Clinically, PGD is now well established in many centres worldwide with pregnancy rates broadly similar to those of infertile couples except where the proportion of suitable embryos for transfer is particularly low as, for example, in HLA matching cases in which the aim is also to exclude a single gene defect such as beta thalassaemia. Starting about ten years ago, efforts have been made through the ESHRE PGD Consortium to follow up pregnancy outcomes and the children born. Although there is a significant increase in prematurity, mainly associated with multiple births, the incidence of congenital abnormalities is not increased in comparison with children born following assisted conception generally. Paediatric assessment of the development of several hundred children has also been reassuring. The only significant difference in outcome reported so far is an increased incidence of still births in multiple pregnancies following PGD.
For me, the biggest disappointment after 20 years is that PGD still only contributes a small fraction to prenatal diagnosis generally.
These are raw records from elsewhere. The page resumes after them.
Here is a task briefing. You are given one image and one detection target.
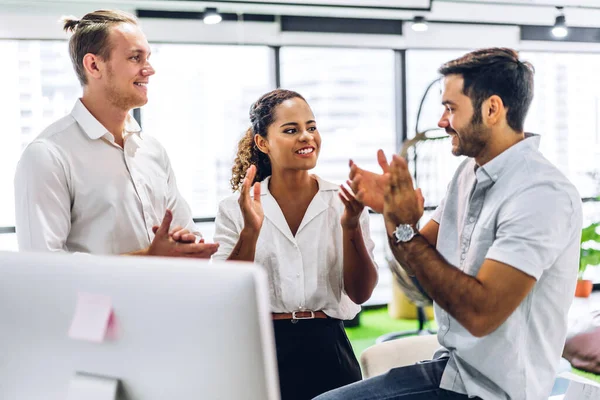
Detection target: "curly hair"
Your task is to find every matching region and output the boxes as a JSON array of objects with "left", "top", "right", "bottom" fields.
[{"left": 230, "top": 89, "right": 306, "bottom": 192}]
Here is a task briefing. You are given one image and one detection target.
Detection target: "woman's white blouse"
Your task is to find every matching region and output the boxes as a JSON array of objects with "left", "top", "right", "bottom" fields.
[{"left": 213, "top": 177, "right": 375, "bottom": 319}]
There are many reasons for this, of course, and there has been progress with, for example, increasing NHS funding in the UK. But given that pregnancy rates following IVF have almost doubled over the period, with rates in women under 35 reaching almost 50 per cent, and that diagnostic accuracy has been transformed, I really believe it is time that PGD is accepted into mainstream clinical genetics and proactively promoted as an effective strategy, particularly for younger couples.
Furthermore, with microarray-based tests now available to screen for hundreds of mutations causing a range of relatively common single gene defects, there is a real prospect of making an impact on the incidence of these diseases which could deliver substantial savings for health systems around the world compared with the cost of treating and caring for affected individuals in some cases over decades at a time of global recession.
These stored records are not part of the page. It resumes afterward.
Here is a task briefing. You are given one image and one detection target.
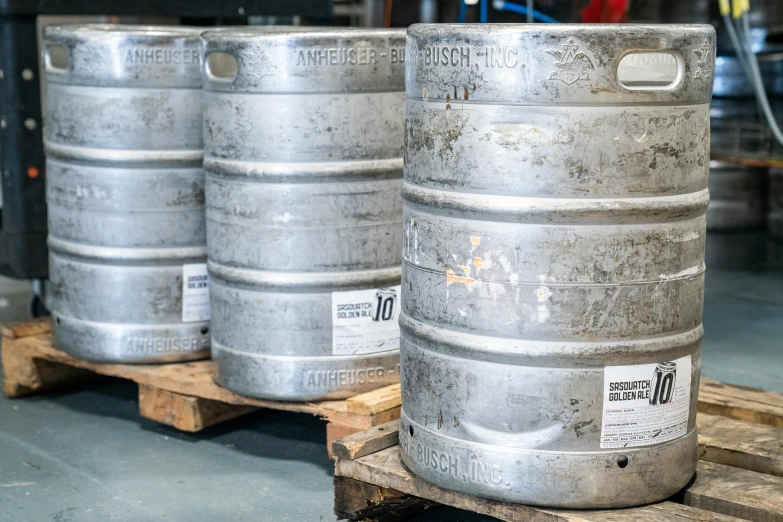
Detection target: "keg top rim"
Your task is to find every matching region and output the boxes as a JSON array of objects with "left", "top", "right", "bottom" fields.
[
  {"left": 201, "top": 25, "right": 405, "bottom": 42},
  {"left": 44, "top": 24, "right": 204, "bottom": 41},
  {"left": 408, "top": 23, "right": 715, "bottom": 36}
]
Finally, low cost strategies for prevalent diseases, such as the one described by Mark Hughes at the meeting where testing for sickle cell disease could be provided for $75, could bring substantial benefits not just to affluent couples in Western countries but to developing countries where these conditions are a heavy burden on their health systems. So there are plenty of challenges for the next generation to tackle in the next 20 years!